The China Mission: George Marshall's Unfinished War, 1945-1947
Title | The China Mission: George Marshall's Unfinished War, 1945-1947 PDF eBook |
Author | Daniel Kurtz-Phelan |
Publisher | W. W. Norton & Company |
Pages | 279 |
Release | 2018-04-10 |
Genre | History |
ISBN | 0393243087 |
An Economist Best Book of 2018 New York Times Book Review Editor’s Pick “Gripping [and] splendid.… An enormous contribution to our understanding of Marshall.”—Washington Post At the end of World War II, General George Marshall took on what he thought was a final mission—this time not to win a war, but to stop one. In China, conflict between Communists and Nationalists threatened to suck in the United States and escalate into revolution. Marshall’s charge was to cross the Pacific, broker a peace, and prevent a Communist takeover, all while staving off World War III. At first, the results seemed miraculous. But as they started to come apart, Marshall was faced with a wrenching choice—one that would alter the course of the Cold War, define the US-China relationship, and spark one of the darkest-ever turns in American political life. The China Mission offers a gripping, close-up view of the central figures of the time—from Marshall, Mao, and Chiang Kai-shek to Eisenhower, Truman, and MacArthur—as they stood face-to-face and struggled to make history, with consequences and lessons that echo today.
China Live
Title | China Live PDF eBook |
Author | Mike Chinoy |
Publisher | Rowman & Littlefield |
Pages | 468 |
Release | 1999 |
Genre | History |
ISBN | 9780847693184 |
A unique insider's view of the most important forces shaping our era--the rise of global satellite news and the rise of China.
China Hand
Title | China Hand PDF eBook |
Author | John Paton Davies, Jr. |
Publisher | University of Pennsylvania Press |
Pages | 373 |
Release | 2012-01-31 |
Genre | Biography & Autobiography |
ISBN | 0812206312 |
At the height of the McCarthyite hysteria of the 1950s, John Paton Davies, Jr., was summoned to the State Department one morning and fired. His offense?
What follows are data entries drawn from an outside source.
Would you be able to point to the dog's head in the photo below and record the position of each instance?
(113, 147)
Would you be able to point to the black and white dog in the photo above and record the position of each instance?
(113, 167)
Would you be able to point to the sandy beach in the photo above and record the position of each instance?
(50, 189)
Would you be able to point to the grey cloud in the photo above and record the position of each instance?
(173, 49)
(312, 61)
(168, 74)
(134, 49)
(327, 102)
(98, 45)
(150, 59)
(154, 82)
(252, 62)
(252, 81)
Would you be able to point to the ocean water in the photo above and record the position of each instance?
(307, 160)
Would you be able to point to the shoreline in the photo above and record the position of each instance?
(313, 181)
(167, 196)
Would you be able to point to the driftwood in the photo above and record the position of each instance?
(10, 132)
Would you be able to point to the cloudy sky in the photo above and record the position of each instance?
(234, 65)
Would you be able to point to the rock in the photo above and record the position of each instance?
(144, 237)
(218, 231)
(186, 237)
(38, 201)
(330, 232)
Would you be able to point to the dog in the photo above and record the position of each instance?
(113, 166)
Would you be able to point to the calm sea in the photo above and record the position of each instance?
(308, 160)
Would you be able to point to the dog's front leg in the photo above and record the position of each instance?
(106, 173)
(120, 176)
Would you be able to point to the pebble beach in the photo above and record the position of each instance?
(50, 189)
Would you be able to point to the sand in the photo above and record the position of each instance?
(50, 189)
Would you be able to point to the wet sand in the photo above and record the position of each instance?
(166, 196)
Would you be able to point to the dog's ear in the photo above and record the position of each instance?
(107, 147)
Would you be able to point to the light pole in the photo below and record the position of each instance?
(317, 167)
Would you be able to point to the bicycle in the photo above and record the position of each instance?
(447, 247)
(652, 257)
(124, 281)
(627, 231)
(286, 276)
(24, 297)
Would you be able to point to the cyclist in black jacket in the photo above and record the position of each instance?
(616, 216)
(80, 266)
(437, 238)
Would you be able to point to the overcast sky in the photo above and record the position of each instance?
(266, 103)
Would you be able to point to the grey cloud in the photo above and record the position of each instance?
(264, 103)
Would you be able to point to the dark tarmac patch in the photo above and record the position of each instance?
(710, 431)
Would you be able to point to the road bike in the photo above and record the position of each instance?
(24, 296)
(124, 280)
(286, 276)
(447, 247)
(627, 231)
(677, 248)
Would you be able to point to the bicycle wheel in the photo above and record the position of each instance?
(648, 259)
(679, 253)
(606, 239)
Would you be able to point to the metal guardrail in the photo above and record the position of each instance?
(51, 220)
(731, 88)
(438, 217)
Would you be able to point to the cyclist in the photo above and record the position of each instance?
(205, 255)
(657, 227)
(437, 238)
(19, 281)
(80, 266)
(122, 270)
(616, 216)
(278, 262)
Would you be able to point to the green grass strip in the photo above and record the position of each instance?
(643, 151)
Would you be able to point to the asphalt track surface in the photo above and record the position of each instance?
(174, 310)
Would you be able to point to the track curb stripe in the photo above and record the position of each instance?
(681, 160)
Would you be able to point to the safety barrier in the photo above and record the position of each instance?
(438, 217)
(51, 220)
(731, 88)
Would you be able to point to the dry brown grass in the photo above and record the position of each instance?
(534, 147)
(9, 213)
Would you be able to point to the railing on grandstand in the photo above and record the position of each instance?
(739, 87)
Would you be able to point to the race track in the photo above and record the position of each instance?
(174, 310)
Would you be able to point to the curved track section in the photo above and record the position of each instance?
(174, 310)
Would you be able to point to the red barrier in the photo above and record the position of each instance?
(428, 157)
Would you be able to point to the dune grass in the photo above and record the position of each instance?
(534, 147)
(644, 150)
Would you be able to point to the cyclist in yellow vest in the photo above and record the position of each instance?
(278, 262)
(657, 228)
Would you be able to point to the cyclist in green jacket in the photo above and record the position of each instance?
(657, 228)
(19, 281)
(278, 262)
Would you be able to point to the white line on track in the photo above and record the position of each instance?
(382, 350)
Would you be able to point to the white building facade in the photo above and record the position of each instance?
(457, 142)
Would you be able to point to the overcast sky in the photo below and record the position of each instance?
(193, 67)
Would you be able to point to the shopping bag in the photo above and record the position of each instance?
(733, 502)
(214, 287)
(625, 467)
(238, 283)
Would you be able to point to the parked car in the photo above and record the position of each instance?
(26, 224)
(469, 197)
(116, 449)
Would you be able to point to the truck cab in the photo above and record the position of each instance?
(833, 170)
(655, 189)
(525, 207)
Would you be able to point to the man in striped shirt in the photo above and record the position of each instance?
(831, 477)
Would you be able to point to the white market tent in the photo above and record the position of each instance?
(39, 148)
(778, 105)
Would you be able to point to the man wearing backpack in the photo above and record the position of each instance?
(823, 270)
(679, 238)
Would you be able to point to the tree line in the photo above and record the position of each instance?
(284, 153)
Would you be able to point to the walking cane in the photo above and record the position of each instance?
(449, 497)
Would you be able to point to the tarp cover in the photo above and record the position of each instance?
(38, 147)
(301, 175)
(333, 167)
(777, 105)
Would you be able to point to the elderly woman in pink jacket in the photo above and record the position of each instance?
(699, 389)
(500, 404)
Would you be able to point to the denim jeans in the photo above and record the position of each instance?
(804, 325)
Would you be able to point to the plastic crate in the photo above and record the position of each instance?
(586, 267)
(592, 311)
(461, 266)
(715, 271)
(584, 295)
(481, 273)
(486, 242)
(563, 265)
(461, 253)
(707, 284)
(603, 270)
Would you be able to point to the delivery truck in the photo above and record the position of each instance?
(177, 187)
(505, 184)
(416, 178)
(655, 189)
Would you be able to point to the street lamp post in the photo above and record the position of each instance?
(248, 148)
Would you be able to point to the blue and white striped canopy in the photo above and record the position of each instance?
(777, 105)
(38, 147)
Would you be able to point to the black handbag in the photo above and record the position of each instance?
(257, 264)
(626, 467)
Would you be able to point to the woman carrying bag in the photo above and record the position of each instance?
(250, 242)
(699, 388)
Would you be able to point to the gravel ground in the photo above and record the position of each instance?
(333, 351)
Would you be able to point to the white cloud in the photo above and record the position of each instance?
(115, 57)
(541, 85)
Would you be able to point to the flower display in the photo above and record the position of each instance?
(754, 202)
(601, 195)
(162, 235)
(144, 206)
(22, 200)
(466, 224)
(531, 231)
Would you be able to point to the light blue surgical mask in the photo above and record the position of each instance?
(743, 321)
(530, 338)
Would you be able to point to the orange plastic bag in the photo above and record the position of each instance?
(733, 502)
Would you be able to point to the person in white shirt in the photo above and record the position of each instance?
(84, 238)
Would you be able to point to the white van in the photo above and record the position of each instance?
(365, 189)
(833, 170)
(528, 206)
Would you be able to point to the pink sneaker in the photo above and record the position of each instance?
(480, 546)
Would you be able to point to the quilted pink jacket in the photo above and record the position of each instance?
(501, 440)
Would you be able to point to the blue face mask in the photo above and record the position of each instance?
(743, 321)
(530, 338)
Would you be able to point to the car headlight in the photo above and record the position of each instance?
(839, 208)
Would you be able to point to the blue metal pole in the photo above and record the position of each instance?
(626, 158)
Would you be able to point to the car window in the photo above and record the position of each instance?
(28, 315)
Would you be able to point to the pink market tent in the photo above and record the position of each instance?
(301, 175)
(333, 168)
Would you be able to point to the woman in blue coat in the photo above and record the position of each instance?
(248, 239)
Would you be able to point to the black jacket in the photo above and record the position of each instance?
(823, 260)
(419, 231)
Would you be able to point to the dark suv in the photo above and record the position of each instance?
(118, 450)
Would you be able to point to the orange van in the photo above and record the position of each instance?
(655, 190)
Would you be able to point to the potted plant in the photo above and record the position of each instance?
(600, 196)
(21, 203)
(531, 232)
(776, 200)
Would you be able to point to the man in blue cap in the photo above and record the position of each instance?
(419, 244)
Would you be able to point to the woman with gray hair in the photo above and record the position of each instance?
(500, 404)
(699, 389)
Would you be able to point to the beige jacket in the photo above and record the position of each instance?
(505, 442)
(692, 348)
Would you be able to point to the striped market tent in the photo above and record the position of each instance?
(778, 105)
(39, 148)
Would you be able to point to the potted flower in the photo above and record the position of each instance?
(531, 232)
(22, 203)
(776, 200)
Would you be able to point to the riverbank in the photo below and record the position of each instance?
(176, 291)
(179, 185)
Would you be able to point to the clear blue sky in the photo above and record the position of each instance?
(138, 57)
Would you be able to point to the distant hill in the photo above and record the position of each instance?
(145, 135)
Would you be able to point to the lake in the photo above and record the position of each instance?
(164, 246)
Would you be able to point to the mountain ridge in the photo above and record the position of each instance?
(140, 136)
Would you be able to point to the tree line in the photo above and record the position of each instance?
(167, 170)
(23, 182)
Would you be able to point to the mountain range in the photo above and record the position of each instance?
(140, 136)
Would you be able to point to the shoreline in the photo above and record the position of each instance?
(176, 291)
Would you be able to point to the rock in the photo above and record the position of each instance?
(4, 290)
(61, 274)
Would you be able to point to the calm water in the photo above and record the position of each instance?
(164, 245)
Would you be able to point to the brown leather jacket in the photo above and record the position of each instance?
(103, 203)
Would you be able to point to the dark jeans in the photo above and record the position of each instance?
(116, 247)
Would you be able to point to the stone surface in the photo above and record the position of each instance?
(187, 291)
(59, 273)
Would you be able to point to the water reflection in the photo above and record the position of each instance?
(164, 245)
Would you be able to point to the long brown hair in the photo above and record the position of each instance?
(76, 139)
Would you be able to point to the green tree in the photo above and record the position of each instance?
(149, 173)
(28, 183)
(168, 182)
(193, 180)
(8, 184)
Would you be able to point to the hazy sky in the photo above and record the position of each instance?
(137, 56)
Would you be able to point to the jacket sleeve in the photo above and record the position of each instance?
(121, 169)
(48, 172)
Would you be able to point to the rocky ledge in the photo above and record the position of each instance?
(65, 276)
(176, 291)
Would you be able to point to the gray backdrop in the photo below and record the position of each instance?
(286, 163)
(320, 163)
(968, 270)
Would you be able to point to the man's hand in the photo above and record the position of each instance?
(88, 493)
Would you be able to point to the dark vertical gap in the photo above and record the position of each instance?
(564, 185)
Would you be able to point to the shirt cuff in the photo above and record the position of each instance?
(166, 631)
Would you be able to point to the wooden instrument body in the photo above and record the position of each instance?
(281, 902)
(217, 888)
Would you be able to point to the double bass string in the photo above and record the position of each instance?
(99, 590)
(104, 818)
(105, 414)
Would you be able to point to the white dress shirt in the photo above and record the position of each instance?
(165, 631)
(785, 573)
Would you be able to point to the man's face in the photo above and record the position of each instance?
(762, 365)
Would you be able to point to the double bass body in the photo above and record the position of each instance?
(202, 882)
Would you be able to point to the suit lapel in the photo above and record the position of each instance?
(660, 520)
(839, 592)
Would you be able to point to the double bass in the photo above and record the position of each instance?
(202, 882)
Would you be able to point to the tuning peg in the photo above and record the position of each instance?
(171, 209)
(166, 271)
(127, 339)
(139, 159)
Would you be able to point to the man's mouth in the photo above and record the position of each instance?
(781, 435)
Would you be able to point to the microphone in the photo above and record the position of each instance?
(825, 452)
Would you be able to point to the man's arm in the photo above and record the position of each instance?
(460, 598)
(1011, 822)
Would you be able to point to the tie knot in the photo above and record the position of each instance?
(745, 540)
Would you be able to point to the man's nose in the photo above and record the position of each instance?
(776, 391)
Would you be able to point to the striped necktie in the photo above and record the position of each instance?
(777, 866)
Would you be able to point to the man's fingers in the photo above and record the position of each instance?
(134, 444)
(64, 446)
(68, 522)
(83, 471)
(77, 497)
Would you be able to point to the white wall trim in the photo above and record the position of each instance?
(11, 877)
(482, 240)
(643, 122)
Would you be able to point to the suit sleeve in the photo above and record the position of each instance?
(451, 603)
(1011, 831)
The career diplomat had counseled the U.S. government during World War II that the Communist forces in China were poised to take over the country—which they did, in 1949. Davies joined the thousands of others who became the victims of a political maelstrom that engulfed the country and deprived the United States of the wisdom and guidance of an entire generation of East Asian diplomats and scholars. The son of American missionaries, Davies was born in China at the turn of the twentieth century. Educated in the United States, he joined the ranks of the newly formed Foreign Service in the 1930s and returned to China, where he would remain until nearly the end of World War II. During that time he became one of the first Americans to meet and talk with the young revolutionary known as Mao Zedong. He documented the personal excesses and political foibles of Chinese Nationalist leader Chiang Kai-shek. As a political aide to General Joseph "Vinegar Joe" Stilwell, the wartime commander of the Allied forces in East and South Asia, he traveled widely in the region, meeting with colonial India's Nehru and Gandhi to gauge whether their animosity to British rule would translate into support for Japan. Davies ended the war serving in Moscow with George F. Kennan, the architect of America's policy toward the Soviet Union. Kennan found in Davies a lifelong friend and colleague. Neither, however, was immune to the virulent anticommunism of the immediate postwar years. China Hand is the story of a man who captured with wry and judicious insight the times in which he lived, both as observer and as actor.
The Chinese Navy
Title | The Chinese Navy PDF eBook |
Author | Institute for National Strategic Studies |
Publisher | Government Printing Office |
Pages | 348 |
Release | 2011-12-27 |
Genre | History |
ISBN | 9780160897634 |
Tells the story of the growing Chinese Navy - The People's Liberation Army Navy (PLAN) - and its expanding capabilities, evolving roles and military implications for the USA. Divided into four thematic sections, this special collection of essays surveys and analyzes the most important aspects of China's navel modernization.